• Tag Archives pdftk
  • Compress PDF for College Applications

    It’s always a rush: the deadline is approaching, there’s exams coming up, you are applying for a chance to study in your dream college next year.  As you near the end of the application form, they always want soft-copies of your certificates, in PDF.

    And of course, the online application always has some ridiculously low file size limit.  They often have file number limits too, meaning that you have to combine your scanned certificates all into a single PDF.

    Recently, I was applying for a Ph.D. where I must upload all my certificates, supporting documents, SOP, filled application, etc. as a single PDF file.  And of course there was an unrealistically small size limit.  For another application, I could upload three documents, but they must all be less than 2MB.  Yet another application required that the PDF file have all pages rotated to the correct orientation.

    How is a full A4 certificate or transcript, two pages, full color, scanned at 300dpi, supposed to fit in 2MB?!?  My PDF, all told, was 13MB, and about 5 pages (Bachelor’s certificates, MSc certificates, diplomas, etc).  And it had to fit in 2MB???  I assume that it should also be legible?

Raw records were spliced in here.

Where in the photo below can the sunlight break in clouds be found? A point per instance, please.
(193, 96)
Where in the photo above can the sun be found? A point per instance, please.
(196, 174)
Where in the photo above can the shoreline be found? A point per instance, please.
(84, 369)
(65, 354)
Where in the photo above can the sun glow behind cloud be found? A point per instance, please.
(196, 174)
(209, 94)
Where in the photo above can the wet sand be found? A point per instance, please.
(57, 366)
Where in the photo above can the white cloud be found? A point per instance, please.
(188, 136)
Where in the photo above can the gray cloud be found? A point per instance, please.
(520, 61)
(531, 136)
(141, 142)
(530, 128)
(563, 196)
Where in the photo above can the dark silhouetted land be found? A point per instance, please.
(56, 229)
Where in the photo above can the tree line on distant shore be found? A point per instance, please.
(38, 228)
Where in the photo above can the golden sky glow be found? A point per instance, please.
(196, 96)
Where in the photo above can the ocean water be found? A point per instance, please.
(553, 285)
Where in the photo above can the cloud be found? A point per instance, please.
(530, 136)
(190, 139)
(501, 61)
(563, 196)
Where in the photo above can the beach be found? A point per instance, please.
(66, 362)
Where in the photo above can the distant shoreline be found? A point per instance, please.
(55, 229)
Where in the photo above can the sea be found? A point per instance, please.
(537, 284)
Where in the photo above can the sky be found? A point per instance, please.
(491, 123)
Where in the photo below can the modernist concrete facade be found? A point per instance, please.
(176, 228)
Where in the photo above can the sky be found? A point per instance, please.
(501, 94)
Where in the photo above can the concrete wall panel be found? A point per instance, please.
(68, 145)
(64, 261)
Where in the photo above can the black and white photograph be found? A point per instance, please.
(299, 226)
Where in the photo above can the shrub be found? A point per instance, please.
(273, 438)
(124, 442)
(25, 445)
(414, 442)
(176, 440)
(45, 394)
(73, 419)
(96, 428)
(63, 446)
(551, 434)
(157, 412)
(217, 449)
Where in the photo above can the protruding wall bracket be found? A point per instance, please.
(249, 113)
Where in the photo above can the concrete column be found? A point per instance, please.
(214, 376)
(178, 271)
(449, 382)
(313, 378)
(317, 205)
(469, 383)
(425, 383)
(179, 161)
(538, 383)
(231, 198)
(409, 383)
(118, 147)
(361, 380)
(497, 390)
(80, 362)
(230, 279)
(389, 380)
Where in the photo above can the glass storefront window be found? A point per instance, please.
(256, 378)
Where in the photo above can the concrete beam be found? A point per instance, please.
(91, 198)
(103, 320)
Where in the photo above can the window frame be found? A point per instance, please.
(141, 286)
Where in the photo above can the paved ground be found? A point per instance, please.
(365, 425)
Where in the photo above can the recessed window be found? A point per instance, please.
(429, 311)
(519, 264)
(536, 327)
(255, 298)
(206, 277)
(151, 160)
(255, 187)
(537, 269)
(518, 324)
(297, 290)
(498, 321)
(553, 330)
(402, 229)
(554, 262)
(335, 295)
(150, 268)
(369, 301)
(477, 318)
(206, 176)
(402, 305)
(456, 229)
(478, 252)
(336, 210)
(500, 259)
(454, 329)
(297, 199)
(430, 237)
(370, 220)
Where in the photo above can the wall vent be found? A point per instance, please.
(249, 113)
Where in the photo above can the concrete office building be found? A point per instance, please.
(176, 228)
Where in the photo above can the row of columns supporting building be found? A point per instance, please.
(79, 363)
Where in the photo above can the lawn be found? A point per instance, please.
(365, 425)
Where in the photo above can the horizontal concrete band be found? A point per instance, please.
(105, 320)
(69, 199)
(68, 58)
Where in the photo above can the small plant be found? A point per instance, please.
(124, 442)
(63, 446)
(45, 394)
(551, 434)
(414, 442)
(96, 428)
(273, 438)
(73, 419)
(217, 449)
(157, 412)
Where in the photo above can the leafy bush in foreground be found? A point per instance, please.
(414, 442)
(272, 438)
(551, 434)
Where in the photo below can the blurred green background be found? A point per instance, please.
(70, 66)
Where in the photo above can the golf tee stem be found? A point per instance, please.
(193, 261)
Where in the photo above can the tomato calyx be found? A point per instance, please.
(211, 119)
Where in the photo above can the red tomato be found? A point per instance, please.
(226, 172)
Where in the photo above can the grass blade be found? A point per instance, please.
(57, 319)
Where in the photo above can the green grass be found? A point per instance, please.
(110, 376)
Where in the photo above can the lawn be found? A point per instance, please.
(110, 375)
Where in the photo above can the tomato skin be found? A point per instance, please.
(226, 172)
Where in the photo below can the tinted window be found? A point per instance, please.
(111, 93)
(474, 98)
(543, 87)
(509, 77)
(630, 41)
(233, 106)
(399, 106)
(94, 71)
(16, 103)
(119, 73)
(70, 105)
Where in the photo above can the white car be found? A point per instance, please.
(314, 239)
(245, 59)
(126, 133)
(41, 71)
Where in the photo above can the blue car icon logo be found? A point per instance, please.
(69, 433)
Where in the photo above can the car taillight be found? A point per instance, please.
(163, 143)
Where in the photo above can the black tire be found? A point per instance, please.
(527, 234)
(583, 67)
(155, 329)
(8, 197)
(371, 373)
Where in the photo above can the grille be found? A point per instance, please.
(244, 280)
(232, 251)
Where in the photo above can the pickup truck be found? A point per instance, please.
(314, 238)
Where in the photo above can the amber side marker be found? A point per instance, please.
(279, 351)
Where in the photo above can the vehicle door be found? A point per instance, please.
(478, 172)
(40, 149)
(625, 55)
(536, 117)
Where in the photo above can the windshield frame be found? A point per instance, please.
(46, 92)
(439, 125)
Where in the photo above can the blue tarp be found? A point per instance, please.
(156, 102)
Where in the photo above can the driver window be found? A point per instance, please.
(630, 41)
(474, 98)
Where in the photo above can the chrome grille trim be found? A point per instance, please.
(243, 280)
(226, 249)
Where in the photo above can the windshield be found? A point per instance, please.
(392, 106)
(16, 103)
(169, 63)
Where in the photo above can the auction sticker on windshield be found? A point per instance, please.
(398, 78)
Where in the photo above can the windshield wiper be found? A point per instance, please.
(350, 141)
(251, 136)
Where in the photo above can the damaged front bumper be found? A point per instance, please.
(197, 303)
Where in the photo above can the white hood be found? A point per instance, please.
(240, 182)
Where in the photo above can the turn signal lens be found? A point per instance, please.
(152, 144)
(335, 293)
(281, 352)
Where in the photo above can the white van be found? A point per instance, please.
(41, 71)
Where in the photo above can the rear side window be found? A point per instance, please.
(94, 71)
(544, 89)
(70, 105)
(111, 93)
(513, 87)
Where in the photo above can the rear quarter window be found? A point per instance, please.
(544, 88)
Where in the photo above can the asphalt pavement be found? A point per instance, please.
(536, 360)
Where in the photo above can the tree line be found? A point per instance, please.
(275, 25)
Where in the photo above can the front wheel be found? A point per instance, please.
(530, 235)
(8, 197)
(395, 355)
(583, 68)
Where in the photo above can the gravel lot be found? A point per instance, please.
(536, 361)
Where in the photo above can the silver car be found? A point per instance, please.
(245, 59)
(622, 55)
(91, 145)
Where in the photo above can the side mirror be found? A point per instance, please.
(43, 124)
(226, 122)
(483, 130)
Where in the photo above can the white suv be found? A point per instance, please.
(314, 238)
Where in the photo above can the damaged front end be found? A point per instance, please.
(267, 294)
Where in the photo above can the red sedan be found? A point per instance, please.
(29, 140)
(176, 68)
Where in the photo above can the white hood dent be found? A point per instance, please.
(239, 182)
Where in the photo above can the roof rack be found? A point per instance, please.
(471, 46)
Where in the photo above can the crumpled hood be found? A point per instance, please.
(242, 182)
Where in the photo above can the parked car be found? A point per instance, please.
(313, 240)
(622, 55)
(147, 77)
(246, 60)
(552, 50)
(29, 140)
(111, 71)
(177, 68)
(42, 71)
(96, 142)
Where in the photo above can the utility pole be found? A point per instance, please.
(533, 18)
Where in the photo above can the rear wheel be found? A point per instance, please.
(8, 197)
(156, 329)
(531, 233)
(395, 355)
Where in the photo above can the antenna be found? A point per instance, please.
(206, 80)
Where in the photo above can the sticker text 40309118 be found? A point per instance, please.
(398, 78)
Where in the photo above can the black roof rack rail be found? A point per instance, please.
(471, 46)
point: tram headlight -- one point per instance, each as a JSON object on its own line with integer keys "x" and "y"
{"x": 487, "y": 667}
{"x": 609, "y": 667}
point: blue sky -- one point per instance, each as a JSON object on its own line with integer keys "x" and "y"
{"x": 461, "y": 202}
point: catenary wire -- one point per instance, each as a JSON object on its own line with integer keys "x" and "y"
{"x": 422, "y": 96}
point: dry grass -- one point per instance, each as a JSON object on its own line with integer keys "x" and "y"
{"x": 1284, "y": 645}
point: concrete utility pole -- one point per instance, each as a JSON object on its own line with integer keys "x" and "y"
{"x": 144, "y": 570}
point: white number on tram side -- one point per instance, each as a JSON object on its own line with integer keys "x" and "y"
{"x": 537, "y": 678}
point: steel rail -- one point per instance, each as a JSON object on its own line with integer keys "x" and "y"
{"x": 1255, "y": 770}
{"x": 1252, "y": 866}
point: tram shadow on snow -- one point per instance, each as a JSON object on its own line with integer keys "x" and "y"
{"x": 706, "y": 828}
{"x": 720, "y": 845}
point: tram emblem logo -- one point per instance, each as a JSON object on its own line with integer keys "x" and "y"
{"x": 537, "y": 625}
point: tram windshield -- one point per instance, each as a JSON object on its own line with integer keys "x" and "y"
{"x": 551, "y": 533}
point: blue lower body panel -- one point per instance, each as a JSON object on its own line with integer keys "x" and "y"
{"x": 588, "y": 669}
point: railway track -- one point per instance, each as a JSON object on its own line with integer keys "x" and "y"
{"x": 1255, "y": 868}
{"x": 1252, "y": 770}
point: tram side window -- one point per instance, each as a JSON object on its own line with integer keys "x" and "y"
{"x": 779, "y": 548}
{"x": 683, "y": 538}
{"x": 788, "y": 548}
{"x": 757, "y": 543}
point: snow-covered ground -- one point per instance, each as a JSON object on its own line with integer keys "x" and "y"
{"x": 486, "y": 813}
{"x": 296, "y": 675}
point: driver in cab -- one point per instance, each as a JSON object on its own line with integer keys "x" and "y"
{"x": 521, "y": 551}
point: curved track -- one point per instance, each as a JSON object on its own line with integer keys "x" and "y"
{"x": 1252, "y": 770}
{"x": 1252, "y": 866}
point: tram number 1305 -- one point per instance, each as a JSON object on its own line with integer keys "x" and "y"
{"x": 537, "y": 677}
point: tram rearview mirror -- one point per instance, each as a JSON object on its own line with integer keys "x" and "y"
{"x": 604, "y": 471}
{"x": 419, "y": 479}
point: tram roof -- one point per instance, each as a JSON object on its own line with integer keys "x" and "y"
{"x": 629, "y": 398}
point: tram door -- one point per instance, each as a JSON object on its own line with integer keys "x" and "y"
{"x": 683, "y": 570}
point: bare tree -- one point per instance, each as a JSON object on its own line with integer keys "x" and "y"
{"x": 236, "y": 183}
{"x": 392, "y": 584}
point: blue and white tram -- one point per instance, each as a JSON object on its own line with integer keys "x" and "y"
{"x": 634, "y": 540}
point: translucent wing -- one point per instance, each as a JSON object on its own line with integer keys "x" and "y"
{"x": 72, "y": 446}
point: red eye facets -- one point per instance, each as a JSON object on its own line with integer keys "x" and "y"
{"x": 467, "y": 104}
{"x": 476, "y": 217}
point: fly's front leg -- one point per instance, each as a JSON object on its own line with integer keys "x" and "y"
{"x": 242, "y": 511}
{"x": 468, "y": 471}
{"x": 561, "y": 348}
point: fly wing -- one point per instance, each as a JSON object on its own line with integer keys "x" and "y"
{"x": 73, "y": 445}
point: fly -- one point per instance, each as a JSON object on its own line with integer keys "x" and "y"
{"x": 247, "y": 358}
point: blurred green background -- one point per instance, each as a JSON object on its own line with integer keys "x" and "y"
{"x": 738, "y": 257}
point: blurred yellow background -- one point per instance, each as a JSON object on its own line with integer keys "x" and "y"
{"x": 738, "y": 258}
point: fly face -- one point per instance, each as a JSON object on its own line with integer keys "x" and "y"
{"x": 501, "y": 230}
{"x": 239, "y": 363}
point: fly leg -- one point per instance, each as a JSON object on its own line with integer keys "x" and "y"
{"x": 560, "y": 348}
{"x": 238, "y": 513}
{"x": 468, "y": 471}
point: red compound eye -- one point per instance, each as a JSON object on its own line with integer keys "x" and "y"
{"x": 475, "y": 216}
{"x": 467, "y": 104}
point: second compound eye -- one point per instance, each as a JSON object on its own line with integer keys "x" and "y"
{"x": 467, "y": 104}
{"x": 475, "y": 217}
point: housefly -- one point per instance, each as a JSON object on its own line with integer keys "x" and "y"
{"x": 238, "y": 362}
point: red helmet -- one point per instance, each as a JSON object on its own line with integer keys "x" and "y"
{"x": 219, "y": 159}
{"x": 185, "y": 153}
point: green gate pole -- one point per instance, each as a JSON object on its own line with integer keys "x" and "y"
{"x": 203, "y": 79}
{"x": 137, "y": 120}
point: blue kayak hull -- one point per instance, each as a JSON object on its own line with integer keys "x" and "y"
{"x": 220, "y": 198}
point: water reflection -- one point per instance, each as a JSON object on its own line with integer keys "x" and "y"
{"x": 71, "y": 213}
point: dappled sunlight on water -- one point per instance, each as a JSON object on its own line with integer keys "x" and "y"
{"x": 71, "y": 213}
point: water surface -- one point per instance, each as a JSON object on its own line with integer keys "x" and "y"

    Well, the answer is, yes, we can!  The answer to all your PDF worries is ImageMagick and PDF Tool Kit (aka pdftk) – wonderful life-saver programs present on most GNU/Linux systems.

    Not on Linux?  My friend, my friend, it’s time to free yourself!  Download Linux Mint and give it a spin!  You can even run LinuxMint from the DVD, just for the purpose of using PDF Tool Kit, if you’re that desperate.

    Still not on Linux?  Well, you can always use Adobe Acrobat Pro, but it is costly!  I happen to have a licensed version of Adobe software, which I do use on occasion.  However, more and more often, I don’t need to use it because there’s a perfectly fine free, open source alternative.

    Well, if you’ve come here looking for answers on “How do I compress my PDF?”, I shouldn’t keep beating around the bush.

    Compress your PDF of Scanned Documents:

    There are a number of solutions you’ll find via Google.  I’ve tried them all, with little success.  Finally, I found a command that actually works:

    convert -density 300×300 -quality 5 -compress  jpeg input.pdf output.pdf

    Change input.pdf and output.pdf to suit your needs.  I have found that (surprisingly!) using a quality of 5 usually is legible.  You can increase it up to 100.  I usually convert the big file once using this command, take a look at it, and increase the quality if the file is under the size limit, or decrease if it’s too big.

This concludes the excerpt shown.